In the murder case vacated on Tuesday, there were serious questions raised about each of the three main witnesses who testified against Mr. Collins at the original trial. One of them, Angel Santos, was the only person to testify in the aborted habeas corpus hearing, before the district attorney agreed to the unconditional release of Mr. Collins.
Speaking reluctantly and at times saying he was unable to answer questions because his memory of the period “was all screwed up” by drugs, Mr. Santos described being coerced by Mr. Vecchione at the initial trial. “I told them I didn’t want to get involved, so what they did, they locked me up,” he testified. Mr. Vecchione repeatedly threatened to hit him and said, “If you don’t testify you’re going to be in jail a long time,” Mr. Santos said. He said he was held in jail for a week before he agreed to testify and was kept in custody until he testified against Mr. Collins.

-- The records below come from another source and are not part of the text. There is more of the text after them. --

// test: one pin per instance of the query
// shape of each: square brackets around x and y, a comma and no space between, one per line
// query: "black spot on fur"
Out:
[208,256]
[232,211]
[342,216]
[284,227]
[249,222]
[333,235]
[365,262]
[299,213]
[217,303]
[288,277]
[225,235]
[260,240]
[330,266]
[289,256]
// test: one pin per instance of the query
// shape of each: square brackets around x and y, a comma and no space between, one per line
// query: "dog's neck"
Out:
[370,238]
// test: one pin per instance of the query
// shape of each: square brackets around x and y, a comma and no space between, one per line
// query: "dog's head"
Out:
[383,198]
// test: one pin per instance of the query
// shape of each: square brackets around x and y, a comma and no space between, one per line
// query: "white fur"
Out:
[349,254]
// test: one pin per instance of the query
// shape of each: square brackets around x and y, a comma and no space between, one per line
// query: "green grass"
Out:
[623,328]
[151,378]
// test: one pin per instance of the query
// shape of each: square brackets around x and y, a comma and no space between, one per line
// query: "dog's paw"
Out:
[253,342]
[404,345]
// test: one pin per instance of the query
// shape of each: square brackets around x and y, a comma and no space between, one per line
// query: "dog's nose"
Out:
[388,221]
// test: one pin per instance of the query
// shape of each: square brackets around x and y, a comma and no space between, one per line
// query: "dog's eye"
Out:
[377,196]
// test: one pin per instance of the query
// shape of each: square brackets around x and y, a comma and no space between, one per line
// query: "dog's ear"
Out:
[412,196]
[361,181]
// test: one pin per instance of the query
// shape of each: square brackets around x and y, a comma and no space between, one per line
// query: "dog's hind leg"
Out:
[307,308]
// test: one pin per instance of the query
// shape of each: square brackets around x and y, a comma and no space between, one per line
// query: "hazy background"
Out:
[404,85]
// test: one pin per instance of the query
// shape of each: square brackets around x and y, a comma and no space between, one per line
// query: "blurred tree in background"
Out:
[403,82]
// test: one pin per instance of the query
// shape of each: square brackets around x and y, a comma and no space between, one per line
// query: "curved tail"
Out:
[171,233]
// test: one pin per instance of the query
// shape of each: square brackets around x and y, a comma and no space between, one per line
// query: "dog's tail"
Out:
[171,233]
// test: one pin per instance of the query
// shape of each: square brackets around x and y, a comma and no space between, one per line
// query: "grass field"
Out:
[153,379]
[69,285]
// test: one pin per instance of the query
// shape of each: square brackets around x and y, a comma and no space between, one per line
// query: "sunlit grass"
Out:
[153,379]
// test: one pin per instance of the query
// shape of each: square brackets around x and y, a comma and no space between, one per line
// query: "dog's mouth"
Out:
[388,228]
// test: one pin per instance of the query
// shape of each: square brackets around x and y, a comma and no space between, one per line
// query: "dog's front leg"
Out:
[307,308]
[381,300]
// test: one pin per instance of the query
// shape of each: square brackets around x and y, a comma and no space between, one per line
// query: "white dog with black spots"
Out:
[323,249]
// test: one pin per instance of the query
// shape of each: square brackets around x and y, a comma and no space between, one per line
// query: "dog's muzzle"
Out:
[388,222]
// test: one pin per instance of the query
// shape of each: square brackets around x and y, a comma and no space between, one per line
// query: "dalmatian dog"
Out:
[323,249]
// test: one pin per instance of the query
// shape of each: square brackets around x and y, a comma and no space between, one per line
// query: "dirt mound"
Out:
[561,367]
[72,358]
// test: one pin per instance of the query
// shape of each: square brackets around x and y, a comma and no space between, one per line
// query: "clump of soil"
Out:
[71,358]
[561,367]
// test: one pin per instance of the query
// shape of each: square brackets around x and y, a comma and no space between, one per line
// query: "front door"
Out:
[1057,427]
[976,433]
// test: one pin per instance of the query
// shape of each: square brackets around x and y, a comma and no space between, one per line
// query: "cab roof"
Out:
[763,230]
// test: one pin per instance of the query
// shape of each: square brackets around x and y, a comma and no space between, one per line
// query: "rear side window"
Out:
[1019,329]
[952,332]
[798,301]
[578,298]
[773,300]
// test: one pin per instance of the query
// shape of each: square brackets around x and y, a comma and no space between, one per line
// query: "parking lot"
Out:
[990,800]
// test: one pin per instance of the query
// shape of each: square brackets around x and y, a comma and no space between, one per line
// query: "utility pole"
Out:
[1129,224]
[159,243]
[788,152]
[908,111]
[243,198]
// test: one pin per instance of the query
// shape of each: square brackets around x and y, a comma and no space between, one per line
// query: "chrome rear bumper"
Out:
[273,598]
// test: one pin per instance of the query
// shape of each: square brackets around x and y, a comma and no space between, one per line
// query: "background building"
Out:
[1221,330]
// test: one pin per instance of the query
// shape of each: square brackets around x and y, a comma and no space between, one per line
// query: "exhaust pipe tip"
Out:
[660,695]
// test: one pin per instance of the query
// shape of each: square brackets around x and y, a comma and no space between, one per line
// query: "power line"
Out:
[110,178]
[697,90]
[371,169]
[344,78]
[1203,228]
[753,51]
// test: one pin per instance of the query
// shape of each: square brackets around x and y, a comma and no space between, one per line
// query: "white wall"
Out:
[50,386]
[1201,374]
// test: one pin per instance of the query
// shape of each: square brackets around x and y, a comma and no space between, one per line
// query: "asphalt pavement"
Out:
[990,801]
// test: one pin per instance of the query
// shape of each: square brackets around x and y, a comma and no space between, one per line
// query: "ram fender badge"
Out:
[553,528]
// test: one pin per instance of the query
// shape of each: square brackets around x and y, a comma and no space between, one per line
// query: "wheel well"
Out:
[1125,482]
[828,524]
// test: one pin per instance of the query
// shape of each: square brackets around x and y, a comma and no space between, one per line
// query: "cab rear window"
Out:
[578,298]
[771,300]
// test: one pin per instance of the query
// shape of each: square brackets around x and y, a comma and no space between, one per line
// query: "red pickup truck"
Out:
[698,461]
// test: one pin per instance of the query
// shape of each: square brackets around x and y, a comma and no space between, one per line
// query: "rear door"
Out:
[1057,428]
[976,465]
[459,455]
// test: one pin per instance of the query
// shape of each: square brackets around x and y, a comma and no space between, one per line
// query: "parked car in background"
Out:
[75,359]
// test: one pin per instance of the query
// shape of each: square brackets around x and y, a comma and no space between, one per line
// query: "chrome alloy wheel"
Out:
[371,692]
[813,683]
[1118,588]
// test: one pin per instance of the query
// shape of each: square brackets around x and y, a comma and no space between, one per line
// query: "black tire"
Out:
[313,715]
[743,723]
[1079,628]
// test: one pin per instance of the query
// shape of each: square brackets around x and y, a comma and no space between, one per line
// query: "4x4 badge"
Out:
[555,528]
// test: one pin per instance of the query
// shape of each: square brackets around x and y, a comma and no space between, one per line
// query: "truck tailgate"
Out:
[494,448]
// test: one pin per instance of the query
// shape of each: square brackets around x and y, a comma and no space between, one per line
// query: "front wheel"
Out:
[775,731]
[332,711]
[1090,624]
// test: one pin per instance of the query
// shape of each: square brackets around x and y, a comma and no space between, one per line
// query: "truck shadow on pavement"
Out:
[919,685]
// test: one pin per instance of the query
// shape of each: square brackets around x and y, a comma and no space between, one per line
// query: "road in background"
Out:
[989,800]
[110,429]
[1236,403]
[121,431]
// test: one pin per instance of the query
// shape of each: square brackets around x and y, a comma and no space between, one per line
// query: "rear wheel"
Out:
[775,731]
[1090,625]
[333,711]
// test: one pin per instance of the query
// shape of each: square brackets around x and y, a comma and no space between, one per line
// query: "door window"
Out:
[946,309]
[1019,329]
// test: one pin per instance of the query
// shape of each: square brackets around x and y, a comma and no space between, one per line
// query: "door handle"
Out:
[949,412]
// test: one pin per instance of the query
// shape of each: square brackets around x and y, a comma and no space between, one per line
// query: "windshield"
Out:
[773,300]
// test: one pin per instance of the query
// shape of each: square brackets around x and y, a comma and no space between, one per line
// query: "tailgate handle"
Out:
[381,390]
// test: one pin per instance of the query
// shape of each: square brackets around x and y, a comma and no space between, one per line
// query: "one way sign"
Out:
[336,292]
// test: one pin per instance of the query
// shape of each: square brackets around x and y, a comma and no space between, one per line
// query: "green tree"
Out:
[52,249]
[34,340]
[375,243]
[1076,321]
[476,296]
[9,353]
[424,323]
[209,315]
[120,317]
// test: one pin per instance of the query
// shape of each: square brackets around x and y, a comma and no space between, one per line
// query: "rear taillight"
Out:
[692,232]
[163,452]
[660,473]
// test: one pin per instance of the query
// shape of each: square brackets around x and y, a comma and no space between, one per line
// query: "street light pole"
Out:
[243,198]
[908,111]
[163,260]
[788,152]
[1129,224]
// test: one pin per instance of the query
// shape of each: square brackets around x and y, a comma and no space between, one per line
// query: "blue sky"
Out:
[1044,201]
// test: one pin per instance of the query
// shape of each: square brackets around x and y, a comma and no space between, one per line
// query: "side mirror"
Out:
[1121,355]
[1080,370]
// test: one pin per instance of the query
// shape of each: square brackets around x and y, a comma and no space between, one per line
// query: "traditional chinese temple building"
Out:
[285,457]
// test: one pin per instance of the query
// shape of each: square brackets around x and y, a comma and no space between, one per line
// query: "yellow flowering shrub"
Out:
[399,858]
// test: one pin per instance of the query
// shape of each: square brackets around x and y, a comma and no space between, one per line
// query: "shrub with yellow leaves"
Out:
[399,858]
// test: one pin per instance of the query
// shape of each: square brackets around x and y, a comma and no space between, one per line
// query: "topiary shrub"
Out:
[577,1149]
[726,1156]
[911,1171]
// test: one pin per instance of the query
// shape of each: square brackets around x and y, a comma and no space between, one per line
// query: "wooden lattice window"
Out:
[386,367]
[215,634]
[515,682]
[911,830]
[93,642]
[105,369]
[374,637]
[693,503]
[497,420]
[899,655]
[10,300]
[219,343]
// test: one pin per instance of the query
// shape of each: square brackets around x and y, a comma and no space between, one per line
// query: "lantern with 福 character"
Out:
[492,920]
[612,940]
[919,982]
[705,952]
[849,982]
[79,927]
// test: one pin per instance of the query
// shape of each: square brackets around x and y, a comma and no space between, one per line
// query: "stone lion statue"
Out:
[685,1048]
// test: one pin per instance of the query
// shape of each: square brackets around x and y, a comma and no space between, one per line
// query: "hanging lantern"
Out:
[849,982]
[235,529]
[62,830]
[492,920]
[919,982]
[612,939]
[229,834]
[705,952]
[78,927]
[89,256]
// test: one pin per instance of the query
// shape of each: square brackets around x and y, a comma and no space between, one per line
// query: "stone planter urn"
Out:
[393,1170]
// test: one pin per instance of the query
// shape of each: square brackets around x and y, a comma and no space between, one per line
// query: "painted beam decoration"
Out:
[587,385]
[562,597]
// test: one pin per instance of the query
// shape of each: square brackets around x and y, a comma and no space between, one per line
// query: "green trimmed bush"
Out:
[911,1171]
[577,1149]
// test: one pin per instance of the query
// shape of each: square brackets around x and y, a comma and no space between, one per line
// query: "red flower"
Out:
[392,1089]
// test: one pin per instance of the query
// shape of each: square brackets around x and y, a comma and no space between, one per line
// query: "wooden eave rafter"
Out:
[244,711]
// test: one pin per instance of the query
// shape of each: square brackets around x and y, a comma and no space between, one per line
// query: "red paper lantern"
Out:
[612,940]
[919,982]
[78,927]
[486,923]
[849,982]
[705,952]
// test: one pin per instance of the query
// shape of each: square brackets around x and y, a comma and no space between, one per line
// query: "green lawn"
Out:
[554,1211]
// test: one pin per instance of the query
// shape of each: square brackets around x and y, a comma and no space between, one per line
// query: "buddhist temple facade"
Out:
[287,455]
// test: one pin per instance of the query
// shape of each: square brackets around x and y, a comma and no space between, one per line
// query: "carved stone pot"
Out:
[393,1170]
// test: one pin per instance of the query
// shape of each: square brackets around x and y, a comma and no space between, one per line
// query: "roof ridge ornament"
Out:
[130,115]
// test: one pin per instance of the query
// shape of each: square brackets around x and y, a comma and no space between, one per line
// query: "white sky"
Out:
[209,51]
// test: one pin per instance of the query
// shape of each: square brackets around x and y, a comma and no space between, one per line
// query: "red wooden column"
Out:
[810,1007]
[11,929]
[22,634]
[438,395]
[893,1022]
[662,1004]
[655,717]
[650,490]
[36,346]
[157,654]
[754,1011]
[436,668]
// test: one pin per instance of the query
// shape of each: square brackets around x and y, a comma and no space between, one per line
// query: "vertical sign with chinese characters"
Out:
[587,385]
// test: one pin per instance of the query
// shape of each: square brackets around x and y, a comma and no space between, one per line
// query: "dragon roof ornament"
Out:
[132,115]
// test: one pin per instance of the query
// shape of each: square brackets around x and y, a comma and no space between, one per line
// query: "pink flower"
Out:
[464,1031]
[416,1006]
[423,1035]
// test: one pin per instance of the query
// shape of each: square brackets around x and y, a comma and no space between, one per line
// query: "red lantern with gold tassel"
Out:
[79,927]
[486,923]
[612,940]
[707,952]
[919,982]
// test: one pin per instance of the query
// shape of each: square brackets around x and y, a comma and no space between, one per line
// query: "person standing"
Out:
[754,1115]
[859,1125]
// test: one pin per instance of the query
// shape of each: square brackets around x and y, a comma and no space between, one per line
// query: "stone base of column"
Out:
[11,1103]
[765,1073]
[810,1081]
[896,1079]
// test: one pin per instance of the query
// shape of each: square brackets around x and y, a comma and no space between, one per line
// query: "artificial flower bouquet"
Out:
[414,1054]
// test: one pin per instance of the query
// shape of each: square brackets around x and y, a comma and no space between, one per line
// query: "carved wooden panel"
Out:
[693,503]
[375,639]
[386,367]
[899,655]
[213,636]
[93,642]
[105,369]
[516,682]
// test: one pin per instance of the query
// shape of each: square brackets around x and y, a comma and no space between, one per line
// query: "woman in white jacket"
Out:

In 2006, Mr. Vecchione signed a sworn affidavit stating: “No deals were made with witnesses that were not disclosed by me to the court and the defense. No witness ever recanted a prior statement or grand jury testimony. No witness had to be threatened or forced to testify.”
Mr. Rudin, the defense lawyer, declined to say whether Mr. Collins would file a civil suit or any formal complaints relating to the case. “Everything will be studied at the appropriate time. Right now we have to get him home and get him with his family,” he said. “But it’s not going to end here.”